There are unique challenges when it comes to selling a construction or contractor business. These companies bring licensing requirements and contractual issues into play that force entrepreneurs to do some special legwork ahead of time, well before your business actually hits the market.
Potential buyers of these companies have special hurdles to jump as they consider buying your business. Here are some tasks to take before hitting the market for sale:
1. Make buying your company easy for outsiders – Don’t presume all buyers will have the same professional license you do. As a business broker specializing in selling construction, contractor, landscaping, property management and other license-dependent businesses, I’ve noticed many sellers mistakenly assume the buyer pool will be other folks in their industry. Not so. For instance, you’ll find many buyers who live and work closeby and will find your business geographically desirable, even though they’re unfamiliar with your sector. You’ll find buyers who are in an allied or complementary field, or maybe even carry a different contractor’s license than yours. Before you hit the market, write down on a single sheet of paper how you would envision a non-licensed, or other-licensed, buyer might still be a good fit.

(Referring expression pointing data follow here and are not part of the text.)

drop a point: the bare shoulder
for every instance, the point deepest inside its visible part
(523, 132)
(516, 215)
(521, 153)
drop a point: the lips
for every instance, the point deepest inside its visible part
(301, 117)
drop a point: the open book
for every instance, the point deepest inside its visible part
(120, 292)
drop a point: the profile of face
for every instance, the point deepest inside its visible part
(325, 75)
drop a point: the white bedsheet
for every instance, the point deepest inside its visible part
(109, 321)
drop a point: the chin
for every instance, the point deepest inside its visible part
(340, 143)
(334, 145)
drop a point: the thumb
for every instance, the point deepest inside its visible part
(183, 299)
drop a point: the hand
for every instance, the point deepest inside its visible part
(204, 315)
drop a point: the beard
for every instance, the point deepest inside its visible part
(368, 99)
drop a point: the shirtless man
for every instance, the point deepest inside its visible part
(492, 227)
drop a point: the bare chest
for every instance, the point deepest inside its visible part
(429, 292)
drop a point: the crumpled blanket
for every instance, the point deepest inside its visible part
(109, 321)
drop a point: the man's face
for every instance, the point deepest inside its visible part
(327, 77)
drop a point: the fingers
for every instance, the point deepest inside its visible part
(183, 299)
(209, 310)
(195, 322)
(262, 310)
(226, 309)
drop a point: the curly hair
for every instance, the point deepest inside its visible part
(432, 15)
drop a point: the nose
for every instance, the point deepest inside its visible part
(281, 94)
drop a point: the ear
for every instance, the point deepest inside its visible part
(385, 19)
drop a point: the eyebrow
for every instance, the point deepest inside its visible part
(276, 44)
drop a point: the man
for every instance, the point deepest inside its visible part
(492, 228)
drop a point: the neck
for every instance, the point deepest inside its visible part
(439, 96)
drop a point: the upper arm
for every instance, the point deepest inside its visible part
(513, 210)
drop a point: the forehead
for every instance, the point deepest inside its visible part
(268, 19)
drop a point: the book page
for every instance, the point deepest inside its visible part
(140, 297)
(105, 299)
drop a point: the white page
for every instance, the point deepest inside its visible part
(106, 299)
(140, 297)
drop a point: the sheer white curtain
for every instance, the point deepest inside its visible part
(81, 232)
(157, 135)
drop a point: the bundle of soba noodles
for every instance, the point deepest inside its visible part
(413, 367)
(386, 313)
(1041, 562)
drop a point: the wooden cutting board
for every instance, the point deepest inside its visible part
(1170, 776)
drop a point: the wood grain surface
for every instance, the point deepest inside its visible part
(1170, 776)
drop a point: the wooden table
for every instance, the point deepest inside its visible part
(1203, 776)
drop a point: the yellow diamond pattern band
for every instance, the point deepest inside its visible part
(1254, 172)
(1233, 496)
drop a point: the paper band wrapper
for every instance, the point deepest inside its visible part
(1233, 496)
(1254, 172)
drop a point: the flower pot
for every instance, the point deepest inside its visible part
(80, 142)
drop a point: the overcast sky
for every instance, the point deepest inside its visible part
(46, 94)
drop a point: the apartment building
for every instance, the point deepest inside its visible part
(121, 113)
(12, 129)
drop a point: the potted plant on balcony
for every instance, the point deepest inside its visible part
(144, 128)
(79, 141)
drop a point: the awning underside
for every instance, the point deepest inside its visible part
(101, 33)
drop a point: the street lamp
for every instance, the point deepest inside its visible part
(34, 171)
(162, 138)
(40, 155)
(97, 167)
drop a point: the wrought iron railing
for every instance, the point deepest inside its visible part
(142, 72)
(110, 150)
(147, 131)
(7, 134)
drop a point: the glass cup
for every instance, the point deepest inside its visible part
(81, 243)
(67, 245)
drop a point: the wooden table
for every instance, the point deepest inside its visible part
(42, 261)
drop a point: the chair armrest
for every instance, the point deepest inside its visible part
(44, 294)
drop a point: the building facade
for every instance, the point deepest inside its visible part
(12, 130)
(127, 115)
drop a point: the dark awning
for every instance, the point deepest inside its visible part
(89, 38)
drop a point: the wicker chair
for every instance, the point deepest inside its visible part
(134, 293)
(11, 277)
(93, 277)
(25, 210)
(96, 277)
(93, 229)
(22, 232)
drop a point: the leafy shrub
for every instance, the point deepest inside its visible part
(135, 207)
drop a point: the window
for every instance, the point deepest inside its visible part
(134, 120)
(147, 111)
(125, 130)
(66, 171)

Then make sure your broker or representative understands these issues and can explain properly it to buyers.
2. Tackle the licensing issue before you hit the market – When the owner of a construction or contractor business does not carry the necessary professional license, he/she can still own the business by having a Responsible Managing Officer (RMO) or a Responsible Managing Employee (RME). It’s this person who serves as the “qualifier” for licensing purposes. Several years ago California cracked down on the practice of “renting” an RMO or RME, where owners were simply paying a fee to a licensee who otherwise had no role in the company. A qualifier must be an actively-involved employee or officer in the company. So, as you ready your business for sale, consider your options. Ask yourself, if the new buyer needs an RMO or RME, who could that be? How can we help tee that up for someone? Could an existing employee or fellow professional fill the role? How about pulling someone out of semi-retirement to fill the role?
3. Update your equipment – In construction and contracting, equipment and infrastructure can have a huge impact on a company’s desirability. When I review a company’s equipment list, one of the first things I check are the dates of purchase. Why? Because owners generally are more comfortable buying new equipment when business is strong and going well. Owners who are struggling opt to repair rather than replace. I also check if there is any pattern of equipment purchases, where new pieces have come in regularly over many years. It sends mixed signals if a company claims to be doing well yet hasn’t bought new equipment or vehicles in a decade.
4. Prepare your equipment list – In addition to improving and repairing your equipment list, owners should spend a bit of time preparing a brief equipment and vehicle list. All tangible assets worth $2,500 or more should be on this list. It should show make and model numbers, year purchased, and the owner’s estimate of fair market value for each item. This should not be inflated, hyped prices which can create suspicion with buyers. Put down the estimated values if you were to throw the items on Craigslist. It also helps if you keep repair logs and can incorporate that information into the equipment list.
5. Understand the differences between an Asset Sale and a Stock Sale – Why should owners care about how a buyer might structure the sale? Because in asset-heavy businesses like construction companies, the ability to depreciate vehicles and equipment can change a buyer’s offer to buy your business by hundreds of thousands, maybe millions, of dollars. An Asset Sale allows the buyer of your business to re-start the depreciation cycle, allowing them to enjoy expense write-offs after they buy the company. A Stock Sale, on the other hand, does not involve a restart. The buyer is purchasing shares of your company, retaining your entity and its tax bases, and therefore not enjoying those write-offs. So a stock buyer will not likely pay as much as an asset buyer. When offers come in, it’s important for business owners to understand the tax and legal ramifications of their side as well as the buyer’s considerations.
6. Diversify revenues as much as possible – It’s easier to sell a company with recurring revenues rather than one-time income. It’s easier to sell a landscaping company which books both maintenance income and design-and-build income rather than 100% landscape construction revenues. It’s easier to sell a company with 200 clients rather than 20. It’s easier to sell a business that stretches over multiple counties than one centered solely in one area.
7. Strengthen your management structure – It’s tough to sell a construction or contractor company where the owner not only carries the necessary professional license but also makes the business decisions and drives the client acquisition process. Do as much as possible to put a manager or supervisor in place who buyers will see as a potentially stabilizing force.
8. Understand the unique nature of contractors – Construction and contractor folks are strong-willed, independent-minded people. They’ve taken considerable time, effort and money to get their license, build a knowledge-base, establish best practices, understand their marketplace, differentiate between sub-industries. Their independence streak inclines them toward wanting to start their own company rather than buy someone else’s. They are naturally disinclined to spend money on a business purchase and would rather take their own shot. So keep that in mind when pricing and marketing the business for sale.